Damp rotten houses, many to let, many yet building,
many half-built and mouldering away- lodgings, where it would be hard to
tell which needed pity most, those who let or those who came to take-children,
scantily fed and clothed, spread over every street, and sprawling in the
dust- scolding mothers, stamping their slipshod feet with noisy threats
upon the pavement-shabby fathers, hurrying with dispirited looks to the
occupation which brought them 'daily bread' and little more-mangling-women,
washer-women, cobblers, tailors, chandlers, driving their trades in parlours
and kitchens and back room and garrets, and sometimes all of them under
the same roof-brick-fields skirting gardens paled with staves of old casks,
or timber pillaged from houses burnt down, and blackened and blistered by
the flames-mounds of dock-weed, nettles, coarse grass and oyster-shells,
heaped in rank confusion-small dissenting chapels to teach, with no lack
of illustration, the miseries of Earth, and plenty of new churches, erected
with a little superfluous wealth, to show the way to Heaven.
At length these streets becoming more straggling yet, dwindled and dwindled away, until there were only small garden patches bordering the road, with many a summer house innocent of paint and built of old timber or some fragments of a boat, green as the tough cabbage-stalks that grew about it, and grottoed at the seams with toad-stools and tight-sticking snails. To these succeeded pert cottages, two and two with plots of ground in front, laid out in angular beds with stiff box borders and narrow paths between, where footstep never strayed to make the gravel rough.

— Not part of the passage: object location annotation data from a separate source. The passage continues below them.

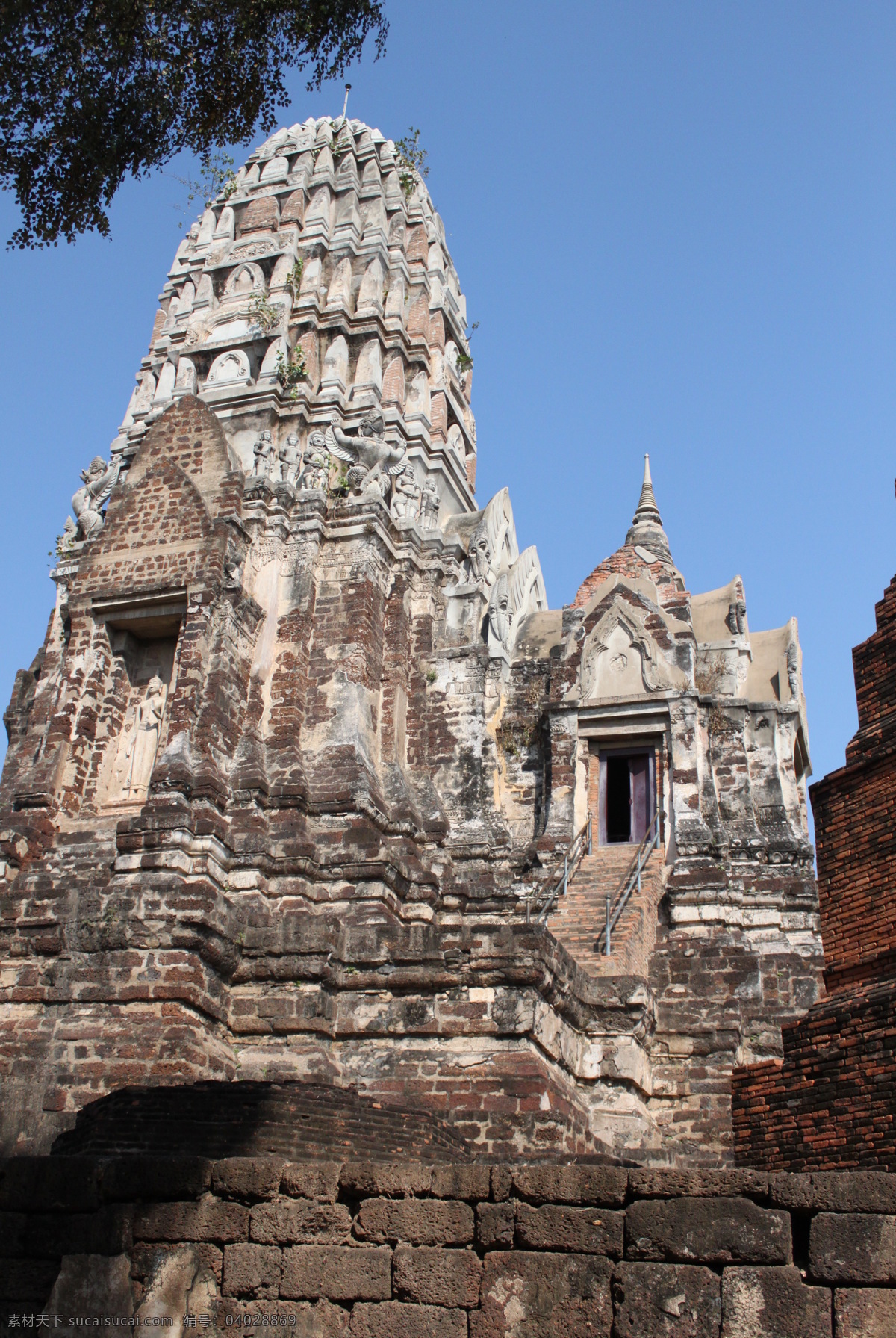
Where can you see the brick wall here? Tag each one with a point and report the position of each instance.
(414, 1250)
(855, 813)
(831, 1100)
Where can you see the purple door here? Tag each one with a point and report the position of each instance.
(640, 772)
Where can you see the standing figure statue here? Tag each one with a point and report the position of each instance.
(405, 495)
(265, 454)
(290, 460)
(145, 740)
(365, 451)
(89, 502)
(317, 465)
(429, 504)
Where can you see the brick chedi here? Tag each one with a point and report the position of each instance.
(293, 781)
(831, 1101)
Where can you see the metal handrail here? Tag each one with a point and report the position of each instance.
(570, 864)
(644, 854)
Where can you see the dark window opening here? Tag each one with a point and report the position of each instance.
(627, 796)
(618, 799)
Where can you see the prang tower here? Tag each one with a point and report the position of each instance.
(309, 783)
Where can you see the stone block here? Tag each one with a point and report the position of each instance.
(461, 1182)
(438, 1277)
(541, 1295)
(337, 1273)
(502, 1183)
(666, 1301)
(179, 1282)
(853, 1248)
(417, 1222)
(252, 1270)
(392, 1177)
(90, 1286)
(864, 1313)
(49, 1184)
(662, 1183)
(835, 1191)
(154, 1177)
(603, 1186)
(578, 1230)
(495, 1224)
(297, 1319)
(209, 1219)
(393, 1319)
(55, 1234)
(27, 1280)
(311, 1180)
(774, 1304)
(248, 1177)
(706, 1231)
(146, 1257)
(300, 1222)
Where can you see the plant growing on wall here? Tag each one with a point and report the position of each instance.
(264, 315)
(411, 161)
(294, 277)
(292, 371)
(91, 94)
(466, 360)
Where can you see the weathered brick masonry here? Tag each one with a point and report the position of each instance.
(831, 1101)
(415, 1250)
(293, 781)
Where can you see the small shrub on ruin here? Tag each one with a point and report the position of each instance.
(292, 371)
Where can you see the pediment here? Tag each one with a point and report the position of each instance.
(620, 656)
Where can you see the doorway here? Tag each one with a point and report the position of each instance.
(626, 796)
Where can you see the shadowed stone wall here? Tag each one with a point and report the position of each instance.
(415, 1250)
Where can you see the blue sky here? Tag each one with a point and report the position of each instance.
(674, 223)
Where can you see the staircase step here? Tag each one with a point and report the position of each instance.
(578, 920)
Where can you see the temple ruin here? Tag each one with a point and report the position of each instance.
(309, 784)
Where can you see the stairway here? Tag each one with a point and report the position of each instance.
(579, 918)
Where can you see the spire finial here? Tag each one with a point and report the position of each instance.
(647, 512)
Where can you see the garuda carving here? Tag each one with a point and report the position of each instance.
(368, 454)
(517, 592)
(99, 480)
(657, 673)
(494, 539)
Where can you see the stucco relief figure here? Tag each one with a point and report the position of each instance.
(429, 504)
(317, 465)
(620, 657)
(735, 619)
(500, 616)
(494, 541)
(89, 502)
(267, 463)
(517, 592)
(405, 495)
(69, 538)
(793, 669)
(290, 459)
(140, 739)
(365, 451)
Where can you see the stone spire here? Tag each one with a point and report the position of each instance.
(646, 526)
(647, 512)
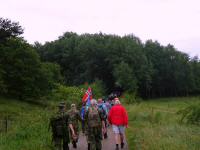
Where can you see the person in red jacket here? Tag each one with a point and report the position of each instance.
(118, 118)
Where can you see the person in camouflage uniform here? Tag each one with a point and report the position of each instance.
(59, 126)
(94, 124)
(74, 118)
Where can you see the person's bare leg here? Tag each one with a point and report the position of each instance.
(122, 140)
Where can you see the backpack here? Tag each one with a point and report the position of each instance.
(93, 117)
(103, 111)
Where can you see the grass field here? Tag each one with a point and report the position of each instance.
(153, 125)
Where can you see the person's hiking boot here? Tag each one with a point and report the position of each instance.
(122, 145)
(117, 147)
(74, 144)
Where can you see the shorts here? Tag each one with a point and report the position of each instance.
(118, 129)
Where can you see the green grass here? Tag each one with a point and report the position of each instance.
(155, 125)
(28, 126)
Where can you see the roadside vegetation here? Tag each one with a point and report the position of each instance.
(155, 125)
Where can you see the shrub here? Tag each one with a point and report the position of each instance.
(190, 114)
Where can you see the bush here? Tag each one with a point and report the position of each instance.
(190, 114)
(67, 94)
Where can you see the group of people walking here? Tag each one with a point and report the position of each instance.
(94, 119)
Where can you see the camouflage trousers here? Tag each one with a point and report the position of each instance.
(60, 143)
(94, 136)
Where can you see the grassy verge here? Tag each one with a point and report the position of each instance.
(154, 125)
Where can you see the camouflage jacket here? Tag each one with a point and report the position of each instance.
(97, 121)
(74, 117)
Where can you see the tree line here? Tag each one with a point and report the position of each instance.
(121, 62)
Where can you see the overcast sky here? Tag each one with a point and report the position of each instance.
(167, 21)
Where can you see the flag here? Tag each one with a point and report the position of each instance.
(87, 97)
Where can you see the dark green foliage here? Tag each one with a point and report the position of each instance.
(190, 114)
(22, 74)
(9, 29)
(146, 69)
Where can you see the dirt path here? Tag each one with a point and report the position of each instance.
(107, 144)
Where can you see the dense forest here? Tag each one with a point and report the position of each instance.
(121, 62)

Then came the public-house, freshly painted in green and white, with tea-gardens and a bowling green, spurning its old neighbour with the horse-trough where the waggons stopped; then, fields; and then, some houses, one by one, of goodly size with lawns, some even with a lodge where dwelt a porter and his wife. Then came a turnpike; then fields again with trees and hay-stacks; then, a hill, and on the top of that, the traveller might stop, and-looking back at old Saint Paul's looming through the smoke, its cross peeping above the cloud (if the day were clear), and glittering in the sun; and casting his eyes upon the Babel out of which it grew until he traced it down to the furthest outposts of the invading army of bricks and mortar whose station lay for the present nearly at his feet-might feel at last that he was clear of London.